Philip Morris in US-ABC delegation for meetings with senior government officials
Malaysia 3 May 2018

U.S. Companies Explore Expanded Cooperation with ASEAN’s Customs Authorities

https://www.usasean.org/press-release/2018/05/03/us-companies-explore-expanded-cooperation-aseans-customs-authorities

Vietnam 28 March 2018

U.S. Companies Discuss Ways to Improve Business and Investment Climate with Government of Vietnam

https://www.usasean.org/press-release/2018/03/28/us-companies-discuss-ways-improve-business-and-investment-climate

Indonesia 15 March 2018

U.S. Businesses Engage the Indonesian Government on Boosting Cooperation around Trade and Investment

https://www.usasean.org/press-release/2018/03/15/us-businesses-engage-indonesian-government-boosting-cooperation-around

Philippines 8 March 2018

U.S. Companies Discuss the Philippine Government’s Structural Economic Reform Agenda with Key Government Officials

https://www.usasean.org/press-release/2018/03/08/us-companies-discuss-philippine-government%E2%80%99s-structural-economic-reform

PMI is the Vice Chair of US-ABC’s Customs and Trade Facilitation Committee. The US-ABC has for past 20 years, met annually with the Director-Generals of Customs of the 10 ASEAN countries and PMI joins these meetings. At the May meeting held recently in Malaysia, the US-ABC claimed it was “glad to see both the high priority ASEAN has placed on reducing barriers to trade and their continued extensive engagement with the private sector on these issues,” and wanted to see “deeper cooperation with ASEAN Customs to support brand protection and counter illicit trade.” [emphasis added]

PMI and its allies frustrate government efforts to protect public health by opposing tax increase for tobacco with scaremongering that it will exacerbate smuggling. It funds studies such as the Asia Illicit Tobacco Indicator (now done by Oxford Economics) which provide flawed data and recommends working collaboratively with the tobacco companies to tackle illicit trade. This runs contrary to the obligations under FCTC Article 5.3 guidelines.

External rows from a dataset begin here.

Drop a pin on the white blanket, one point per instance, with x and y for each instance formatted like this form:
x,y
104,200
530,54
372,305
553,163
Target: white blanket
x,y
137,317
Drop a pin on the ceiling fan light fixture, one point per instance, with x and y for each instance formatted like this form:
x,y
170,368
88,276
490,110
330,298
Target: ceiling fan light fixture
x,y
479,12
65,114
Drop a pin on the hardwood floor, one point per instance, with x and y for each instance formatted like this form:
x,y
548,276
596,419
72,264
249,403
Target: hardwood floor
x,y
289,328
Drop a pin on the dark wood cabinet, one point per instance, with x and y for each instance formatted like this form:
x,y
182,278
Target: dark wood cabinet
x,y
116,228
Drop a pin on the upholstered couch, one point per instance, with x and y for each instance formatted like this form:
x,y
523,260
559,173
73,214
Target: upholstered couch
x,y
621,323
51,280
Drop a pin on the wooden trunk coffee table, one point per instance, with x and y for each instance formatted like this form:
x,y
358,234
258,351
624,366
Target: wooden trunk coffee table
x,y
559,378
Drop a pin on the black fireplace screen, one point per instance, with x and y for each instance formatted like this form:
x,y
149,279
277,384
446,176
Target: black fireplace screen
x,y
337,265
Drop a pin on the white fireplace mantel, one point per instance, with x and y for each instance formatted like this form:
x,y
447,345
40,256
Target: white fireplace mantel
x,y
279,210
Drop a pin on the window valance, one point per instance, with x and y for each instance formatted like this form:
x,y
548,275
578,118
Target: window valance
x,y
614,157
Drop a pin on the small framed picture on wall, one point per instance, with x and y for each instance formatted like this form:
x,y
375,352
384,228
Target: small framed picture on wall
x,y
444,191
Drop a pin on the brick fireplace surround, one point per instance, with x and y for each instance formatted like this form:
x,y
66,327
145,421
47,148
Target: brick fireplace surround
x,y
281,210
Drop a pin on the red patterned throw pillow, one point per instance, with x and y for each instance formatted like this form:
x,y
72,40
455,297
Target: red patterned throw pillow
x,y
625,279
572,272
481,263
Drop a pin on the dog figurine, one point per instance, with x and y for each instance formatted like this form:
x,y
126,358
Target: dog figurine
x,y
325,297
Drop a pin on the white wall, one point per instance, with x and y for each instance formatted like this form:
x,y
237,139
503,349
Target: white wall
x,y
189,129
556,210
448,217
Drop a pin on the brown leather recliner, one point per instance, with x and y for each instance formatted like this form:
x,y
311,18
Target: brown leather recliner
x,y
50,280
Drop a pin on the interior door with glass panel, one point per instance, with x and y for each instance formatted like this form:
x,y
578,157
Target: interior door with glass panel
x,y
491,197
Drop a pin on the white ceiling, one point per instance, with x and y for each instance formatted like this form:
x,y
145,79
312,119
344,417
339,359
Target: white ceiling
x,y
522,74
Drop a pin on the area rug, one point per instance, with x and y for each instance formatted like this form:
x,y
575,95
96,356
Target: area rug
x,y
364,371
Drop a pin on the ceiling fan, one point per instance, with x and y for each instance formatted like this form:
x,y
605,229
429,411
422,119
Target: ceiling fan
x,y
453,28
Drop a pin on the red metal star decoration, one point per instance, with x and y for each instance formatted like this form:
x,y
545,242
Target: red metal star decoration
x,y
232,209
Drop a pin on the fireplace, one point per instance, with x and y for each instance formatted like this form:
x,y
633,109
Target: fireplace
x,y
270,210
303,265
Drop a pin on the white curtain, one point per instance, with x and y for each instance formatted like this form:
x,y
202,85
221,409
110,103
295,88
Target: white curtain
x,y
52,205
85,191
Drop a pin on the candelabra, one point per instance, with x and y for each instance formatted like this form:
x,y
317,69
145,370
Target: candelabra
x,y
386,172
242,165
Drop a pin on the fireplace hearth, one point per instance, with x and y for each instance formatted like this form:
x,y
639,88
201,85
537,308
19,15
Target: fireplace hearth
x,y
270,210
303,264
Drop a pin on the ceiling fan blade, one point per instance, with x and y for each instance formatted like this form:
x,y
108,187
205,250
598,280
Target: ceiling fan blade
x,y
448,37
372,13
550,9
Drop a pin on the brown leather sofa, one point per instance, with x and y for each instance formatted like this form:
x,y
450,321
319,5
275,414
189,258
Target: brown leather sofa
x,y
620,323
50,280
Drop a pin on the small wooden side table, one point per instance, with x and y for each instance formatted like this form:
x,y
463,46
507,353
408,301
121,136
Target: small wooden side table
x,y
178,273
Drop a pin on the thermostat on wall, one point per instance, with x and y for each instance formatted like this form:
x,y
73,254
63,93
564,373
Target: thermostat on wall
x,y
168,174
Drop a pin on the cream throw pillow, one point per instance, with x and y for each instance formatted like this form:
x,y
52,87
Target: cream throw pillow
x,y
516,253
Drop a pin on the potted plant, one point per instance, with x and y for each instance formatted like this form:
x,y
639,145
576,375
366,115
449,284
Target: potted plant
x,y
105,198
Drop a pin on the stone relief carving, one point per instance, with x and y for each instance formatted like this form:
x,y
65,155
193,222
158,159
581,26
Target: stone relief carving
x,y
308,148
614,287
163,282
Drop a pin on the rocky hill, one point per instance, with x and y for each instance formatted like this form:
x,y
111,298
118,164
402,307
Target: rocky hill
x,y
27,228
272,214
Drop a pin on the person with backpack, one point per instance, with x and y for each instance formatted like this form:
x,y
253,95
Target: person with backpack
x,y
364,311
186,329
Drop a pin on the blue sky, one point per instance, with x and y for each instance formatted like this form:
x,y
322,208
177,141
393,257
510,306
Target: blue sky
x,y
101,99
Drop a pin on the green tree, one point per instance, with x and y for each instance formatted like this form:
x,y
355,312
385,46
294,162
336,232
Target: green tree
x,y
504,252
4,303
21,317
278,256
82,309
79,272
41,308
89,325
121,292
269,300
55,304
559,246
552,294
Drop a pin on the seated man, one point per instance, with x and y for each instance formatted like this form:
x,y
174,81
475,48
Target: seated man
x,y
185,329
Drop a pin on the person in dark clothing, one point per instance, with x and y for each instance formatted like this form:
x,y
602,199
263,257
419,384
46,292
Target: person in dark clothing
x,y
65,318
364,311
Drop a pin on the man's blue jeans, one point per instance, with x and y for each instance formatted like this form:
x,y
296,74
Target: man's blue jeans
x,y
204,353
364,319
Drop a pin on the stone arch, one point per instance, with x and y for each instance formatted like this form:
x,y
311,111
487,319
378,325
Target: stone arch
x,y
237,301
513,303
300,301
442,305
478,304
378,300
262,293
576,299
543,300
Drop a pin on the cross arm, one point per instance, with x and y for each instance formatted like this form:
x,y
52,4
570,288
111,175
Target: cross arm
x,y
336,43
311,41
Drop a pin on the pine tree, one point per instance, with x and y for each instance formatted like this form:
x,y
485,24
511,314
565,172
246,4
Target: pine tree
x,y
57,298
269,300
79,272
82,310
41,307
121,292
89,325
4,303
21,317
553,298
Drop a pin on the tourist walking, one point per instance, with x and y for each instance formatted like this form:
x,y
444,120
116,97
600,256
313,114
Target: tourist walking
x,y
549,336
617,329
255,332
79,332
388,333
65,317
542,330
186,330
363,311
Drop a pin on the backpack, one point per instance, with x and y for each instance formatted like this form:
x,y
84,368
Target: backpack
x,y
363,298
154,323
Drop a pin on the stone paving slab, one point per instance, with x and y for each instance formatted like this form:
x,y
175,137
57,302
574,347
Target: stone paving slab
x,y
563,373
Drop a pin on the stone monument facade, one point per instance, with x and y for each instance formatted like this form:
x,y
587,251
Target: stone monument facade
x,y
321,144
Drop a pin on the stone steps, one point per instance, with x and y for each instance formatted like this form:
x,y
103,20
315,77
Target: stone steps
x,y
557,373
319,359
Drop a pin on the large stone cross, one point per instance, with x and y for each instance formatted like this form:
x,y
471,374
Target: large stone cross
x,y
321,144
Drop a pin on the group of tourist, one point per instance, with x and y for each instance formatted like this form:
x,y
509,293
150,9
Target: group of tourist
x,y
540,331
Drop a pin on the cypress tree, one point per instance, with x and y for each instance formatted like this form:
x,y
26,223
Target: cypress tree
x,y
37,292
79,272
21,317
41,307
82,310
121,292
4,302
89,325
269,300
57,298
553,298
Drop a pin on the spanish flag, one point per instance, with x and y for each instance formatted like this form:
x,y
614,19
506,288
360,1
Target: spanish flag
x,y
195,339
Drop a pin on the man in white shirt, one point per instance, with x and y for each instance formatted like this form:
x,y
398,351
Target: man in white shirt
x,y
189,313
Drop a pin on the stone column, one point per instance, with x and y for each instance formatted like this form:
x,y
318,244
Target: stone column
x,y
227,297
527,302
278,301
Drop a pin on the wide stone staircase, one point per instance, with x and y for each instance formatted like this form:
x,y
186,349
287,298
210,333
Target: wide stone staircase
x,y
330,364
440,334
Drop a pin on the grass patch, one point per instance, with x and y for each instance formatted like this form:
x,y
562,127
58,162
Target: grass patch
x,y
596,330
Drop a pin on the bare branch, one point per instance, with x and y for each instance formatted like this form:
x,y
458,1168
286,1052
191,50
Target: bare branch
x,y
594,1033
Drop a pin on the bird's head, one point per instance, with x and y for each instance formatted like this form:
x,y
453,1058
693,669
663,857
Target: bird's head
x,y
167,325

At the March meeting in Hanoi, US-ABC expressed how “U.S. businesses can support the goals of the government and strengthen healthcare in Vietnam” and that it values “strong cooperation and regular engagement on health between the American businesses and the Government of Vietnam …” This is disastrous for tobacco control since PMI has a new pretentious support for smoke-free as seen by its ‘sick joke’ when it called for a smoke-free future while aggressively marketing cigarettes worldwide including in Vietnam.

 

Smoke-free? This is Philip Morris’ cigarettes promotion in Vietnam

As Parties to the WHO FCTC, clearly governments need to act in a cohesive whole-of-government manner to reduce tobacco use. The trade platform has been particularly vulnerable to tobacco industry lobbying and has been used to fight tobacco control efforts.

PMI’s call for ‘smoke-free’ is duplicitous and must be condemned. The tobacco industry is heartless and must be stopped.